|LEE, KW - US Department Of Agriculture (USDA)|
|KIM, WH - US Department Of Agriculture (USDA)|
Submitted to: Avian Diseases
Publication Type: Peer Reviewed Journal
Publication Acceptance Date: 6/15/2020
Publication Date: 6/17/2020
Citation: Lee, K., Kim, W., Li, C.Z., Lillehoj, H.S. 2020. "Detection of Necrotic Enteritis B-like toxin secreted by Clostridium perfringens using capture Enzyme-Linked Immunosorbent Assay". Avian Diseases. 64(4):490-495. https://doi.org/10.1637/0005-2086-64.4.490.

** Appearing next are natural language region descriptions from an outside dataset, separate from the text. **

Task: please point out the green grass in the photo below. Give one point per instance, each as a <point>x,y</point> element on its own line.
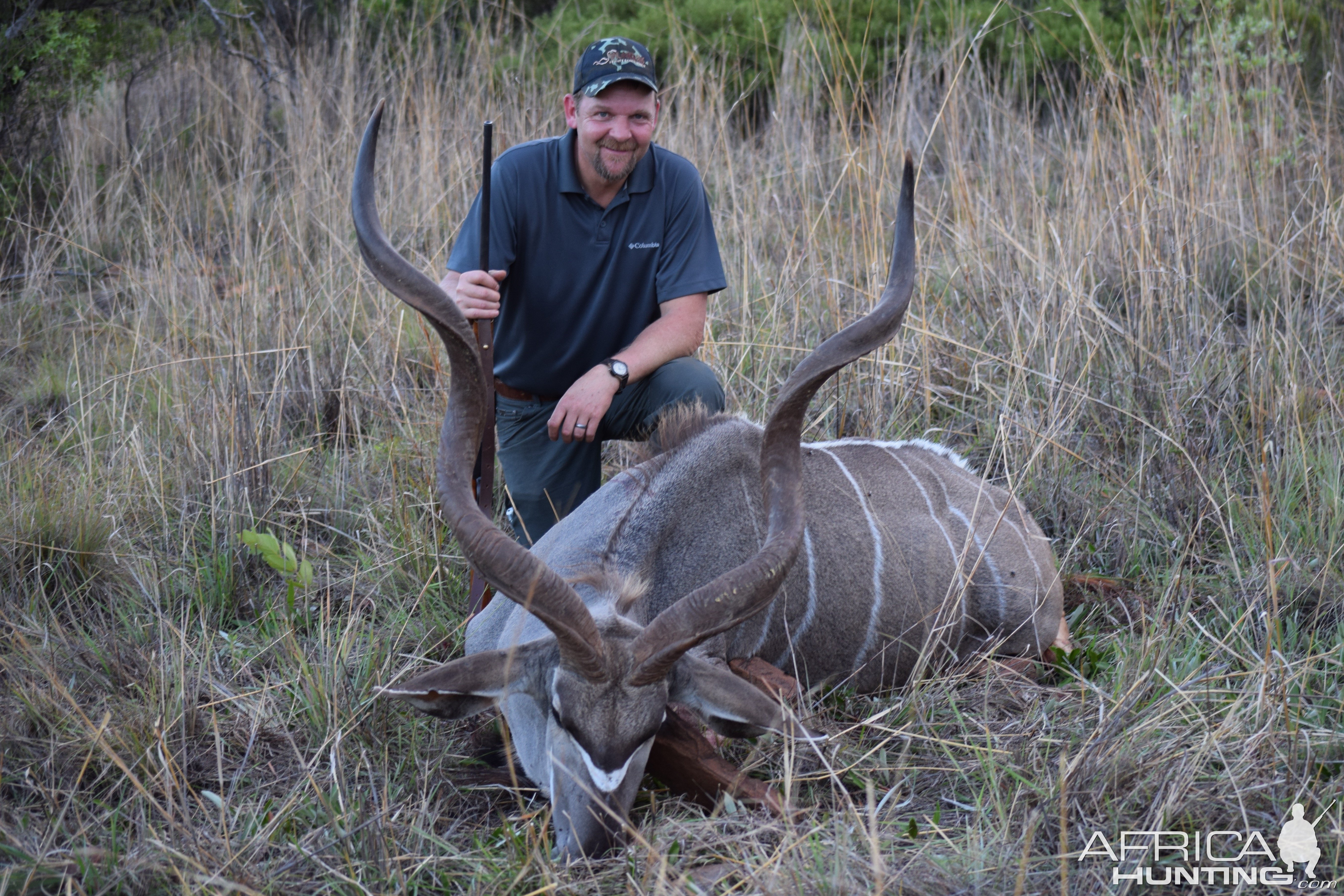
<point>1131,312</point>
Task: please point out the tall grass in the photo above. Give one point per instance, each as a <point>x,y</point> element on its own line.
<point>1130,312</point>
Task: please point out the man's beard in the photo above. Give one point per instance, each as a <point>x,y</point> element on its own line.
<point>607,174</point>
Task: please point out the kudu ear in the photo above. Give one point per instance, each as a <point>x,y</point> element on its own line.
<point>729,704</point>
<point>470,686</point>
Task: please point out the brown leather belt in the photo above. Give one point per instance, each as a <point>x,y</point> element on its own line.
<point>519,395</point>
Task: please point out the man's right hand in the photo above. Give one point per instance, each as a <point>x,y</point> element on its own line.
<point>475,292</point>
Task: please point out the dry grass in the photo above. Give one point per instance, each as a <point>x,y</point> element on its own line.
<point>1130,311</point>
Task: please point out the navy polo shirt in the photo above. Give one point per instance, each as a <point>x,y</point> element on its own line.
<point>584,281</point>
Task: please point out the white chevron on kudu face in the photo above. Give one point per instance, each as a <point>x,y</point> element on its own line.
<point>726,530</point>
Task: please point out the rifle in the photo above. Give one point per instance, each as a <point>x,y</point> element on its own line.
<point>483,479</point>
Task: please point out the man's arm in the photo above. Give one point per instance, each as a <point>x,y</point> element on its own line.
<point>677,334</point>
<point>475,292</point>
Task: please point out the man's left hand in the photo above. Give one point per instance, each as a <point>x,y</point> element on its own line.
<point>583,406</point>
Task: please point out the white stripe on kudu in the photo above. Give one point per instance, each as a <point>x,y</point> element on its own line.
<point>933,515</point>
<point>980,543</point>
<point>941,451</point>
<point>877,559</point>
<point>812,600</point>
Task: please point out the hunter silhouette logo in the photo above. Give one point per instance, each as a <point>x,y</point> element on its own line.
<point>1297,843</point>
<point>1209,858</point>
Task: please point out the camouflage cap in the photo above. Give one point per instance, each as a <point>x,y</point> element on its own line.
<point>613,60</point>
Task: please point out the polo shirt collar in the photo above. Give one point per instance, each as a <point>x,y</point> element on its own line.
<point>639,182</point>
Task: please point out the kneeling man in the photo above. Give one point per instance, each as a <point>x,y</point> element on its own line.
<point>603,259</point>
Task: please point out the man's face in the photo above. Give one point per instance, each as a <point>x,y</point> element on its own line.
<point>615,128</point>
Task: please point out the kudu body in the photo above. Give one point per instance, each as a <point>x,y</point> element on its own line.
<point>831,561</point>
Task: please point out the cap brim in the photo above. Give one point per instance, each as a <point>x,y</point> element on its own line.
<point>607,81</point>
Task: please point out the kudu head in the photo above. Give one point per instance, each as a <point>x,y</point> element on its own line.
<point>585,704</point>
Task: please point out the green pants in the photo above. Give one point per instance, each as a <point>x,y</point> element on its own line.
<point>546,480</point>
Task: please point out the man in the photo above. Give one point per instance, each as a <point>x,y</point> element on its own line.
<point>603,260</point>
<point>1297,843</point>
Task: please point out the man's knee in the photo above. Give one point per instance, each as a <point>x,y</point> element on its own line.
<point>686,381</point>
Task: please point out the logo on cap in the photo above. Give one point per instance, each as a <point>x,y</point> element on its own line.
<point>613,60</point>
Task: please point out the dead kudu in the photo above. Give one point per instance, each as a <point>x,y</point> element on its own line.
<point>851,559</point>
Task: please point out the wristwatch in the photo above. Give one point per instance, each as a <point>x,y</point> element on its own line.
<point>620,371</point>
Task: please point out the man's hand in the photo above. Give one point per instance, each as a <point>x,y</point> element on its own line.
<point>476,293</point>
<point>581,409</point>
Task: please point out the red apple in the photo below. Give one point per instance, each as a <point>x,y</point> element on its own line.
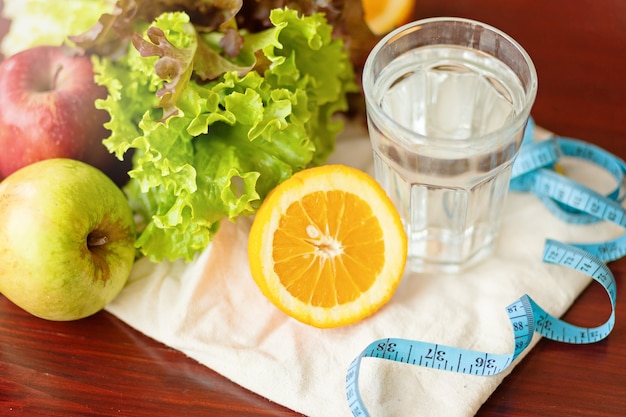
<point>47,110</point>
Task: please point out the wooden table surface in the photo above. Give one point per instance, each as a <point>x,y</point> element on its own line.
<point>100,367</point>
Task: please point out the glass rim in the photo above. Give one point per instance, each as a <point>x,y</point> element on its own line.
<point>514,123</point>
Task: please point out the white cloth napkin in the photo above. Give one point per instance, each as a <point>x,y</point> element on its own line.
<point>212,311</point>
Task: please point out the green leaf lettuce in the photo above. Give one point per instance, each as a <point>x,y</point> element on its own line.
<point>211,135</point>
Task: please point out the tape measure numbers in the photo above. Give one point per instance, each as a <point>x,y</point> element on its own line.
<point>569,201</point>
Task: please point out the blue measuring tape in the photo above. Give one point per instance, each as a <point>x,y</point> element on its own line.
<point>535,171</point>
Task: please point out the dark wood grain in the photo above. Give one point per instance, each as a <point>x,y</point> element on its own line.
<point>100,367</point>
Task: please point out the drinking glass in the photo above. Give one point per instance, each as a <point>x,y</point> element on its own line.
<point>447,103</point>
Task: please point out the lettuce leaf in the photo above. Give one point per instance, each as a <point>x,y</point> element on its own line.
<point>211,135</point>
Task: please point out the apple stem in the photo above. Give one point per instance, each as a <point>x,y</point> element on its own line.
<point>55,78</point>
<point>97,240</point>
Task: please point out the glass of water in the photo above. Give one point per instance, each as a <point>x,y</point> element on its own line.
<point>447,103</point>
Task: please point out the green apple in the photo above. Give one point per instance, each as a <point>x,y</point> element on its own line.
<point>67,237</point>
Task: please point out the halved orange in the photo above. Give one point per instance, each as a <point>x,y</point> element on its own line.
<point>384,15</point>
<point>327,246</point>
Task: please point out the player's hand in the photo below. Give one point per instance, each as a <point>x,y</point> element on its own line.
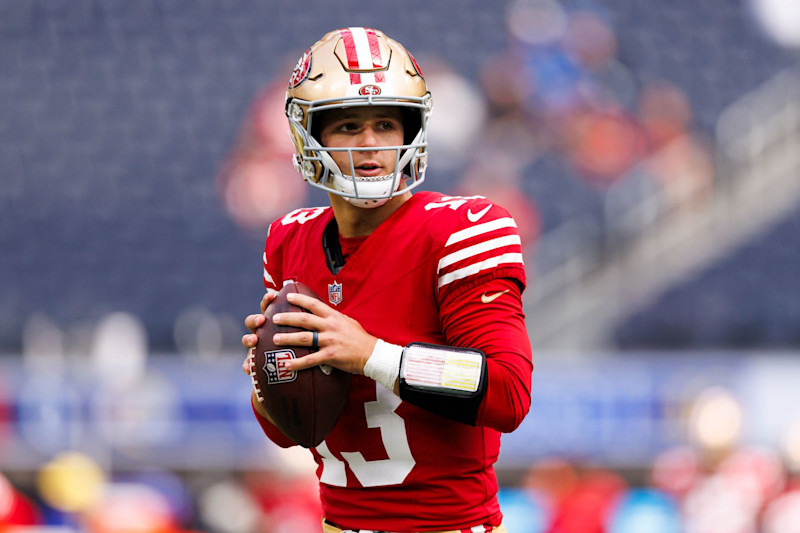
<point>342,342</point>
<point>253,322</point>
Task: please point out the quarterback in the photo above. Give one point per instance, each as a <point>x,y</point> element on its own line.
<point>423,300</point>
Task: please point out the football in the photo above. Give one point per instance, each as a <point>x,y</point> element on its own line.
<point>305,405</point>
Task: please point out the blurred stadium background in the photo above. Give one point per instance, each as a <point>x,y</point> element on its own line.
<point>649,150</point>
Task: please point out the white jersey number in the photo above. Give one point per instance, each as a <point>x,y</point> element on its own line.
<point>382,472</point>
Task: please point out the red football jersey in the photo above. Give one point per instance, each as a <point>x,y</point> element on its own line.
<point>433,272</point>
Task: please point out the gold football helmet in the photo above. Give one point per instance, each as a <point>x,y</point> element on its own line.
<point>358,67</point>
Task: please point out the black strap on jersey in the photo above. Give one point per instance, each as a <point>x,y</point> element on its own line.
<point>333,248</point>
<point>459,403</point>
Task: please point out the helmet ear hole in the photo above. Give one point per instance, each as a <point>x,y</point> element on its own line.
<point>412,122</point>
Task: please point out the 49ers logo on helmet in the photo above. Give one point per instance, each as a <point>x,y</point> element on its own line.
<point>301,70</point>
<point>369,90</point>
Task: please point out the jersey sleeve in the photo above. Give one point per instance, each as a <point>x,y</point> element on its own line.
<point>481,242</point>
<point>480,277</point>
<point>487,315</point>
<point>271,261</point>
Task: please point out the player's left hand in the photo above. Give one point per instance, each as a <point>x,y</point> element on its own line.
<point>342,342</point>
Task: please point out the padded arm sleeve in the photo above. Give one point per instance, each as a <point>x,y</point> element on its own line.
<point>496,326</point>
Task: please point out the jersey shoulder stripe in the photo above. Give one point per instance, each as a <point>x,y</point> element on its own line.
<point>479,236</point>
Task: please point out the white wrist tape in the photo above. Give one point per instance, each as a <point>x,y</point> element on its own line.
<point>384,364</point>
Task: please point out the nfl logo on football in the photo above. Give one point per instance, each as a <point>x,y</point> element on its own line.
<point>275,368</point>
<point>335,293</point>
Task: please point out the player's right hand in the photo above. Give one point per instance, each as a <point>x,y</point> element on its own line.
<point>253,322</point>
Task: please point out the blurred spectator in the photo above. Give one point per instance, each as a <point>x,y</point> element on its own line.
<point>257,181</point>
<point>16,509</point>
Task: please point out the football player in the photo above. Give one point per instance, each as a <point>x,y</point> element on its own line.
<point>423,300</point>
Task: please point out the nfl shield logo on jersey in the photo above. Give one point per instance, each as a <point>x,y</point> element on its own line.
<point>335,293</point>
<point>275,366</point>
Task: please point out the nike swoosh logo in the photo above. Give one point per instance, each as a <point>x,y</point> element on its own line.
<point>474,217</point>
<point>486,298</point>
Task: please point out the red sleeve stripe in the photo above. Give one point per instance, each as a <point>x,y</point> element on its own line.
<point>480,229</point>
<point>477,249</point>
<point>479,267</point>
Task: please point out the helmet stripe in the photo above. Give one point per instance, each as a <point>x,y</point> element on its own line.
<point>375,49</point>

Interpretive Summary: Necrotic enteritis (NE) is a devastating enteric disease caused by Clostridium perfringens type A/G which impacts global poultry industry by compromising performance, health and welfare of the chickens. The causative main virulent factor responsible for NE pathogenesis has been identified as NE B-like (NetB) toxin, but there is no diagnostic assay for NE. In this paper, ARS scientists and collaborators in Korea developed twenty monoclonal antibodies which specifically identify recombinant NetB toxin protein. These antibodies were used to develop a high throughput ELISA method that can be used to screen chicken samples from poultry farm to identify NE infection. In conclusion, this paper report the successful development of monoclonal antibody-based antigen capture ELISA to detect native NetB protein that will allow the accurate measurement of C. perfringens virulence in poultry samples to monitor flock health status or to make early detection of NE outbreak in NE-susceptible farms.
Technical Abstract: Necrotic enteritis (NE) is a devastating enteric disease caused by Clostridium perfringens type A/G which impacts global poultry industry by compromising performance, health and welfare of the chickens. The causative main virulent factor responsible for NE pathogenesis has been shifted from a-toxin, which is a phospholipase C, to NE B-like (netB) toxin, plasmid-encoded pore-forming heptameric protein, in NE development. The fact that netB protein can only be detected by western blot analysis using polyclonal anti-netB antiserum attempted us to develop netB-specific monoclonal antibody (mAb)-based capture enzyme-linked immunosorbent assay (ELISA). Twenty mAbs reacting against E. coli expressed netB protein were selected, isotyped, and conjugated with horseradish peroxidase for antibody pair test. Multiple mAb pairs were found to detect E. coli netB protein and the mAbs could detect native netB protein originated from C. perfringens using western blot assay. The developed capture ELISA could quantify in vitro production of native netB protein secreted from netB-positive C. perfringens. Here, we first report that native NetB toxin can be detected in C. perfringens netB-specific monoclonal antibody-based capture ELISA.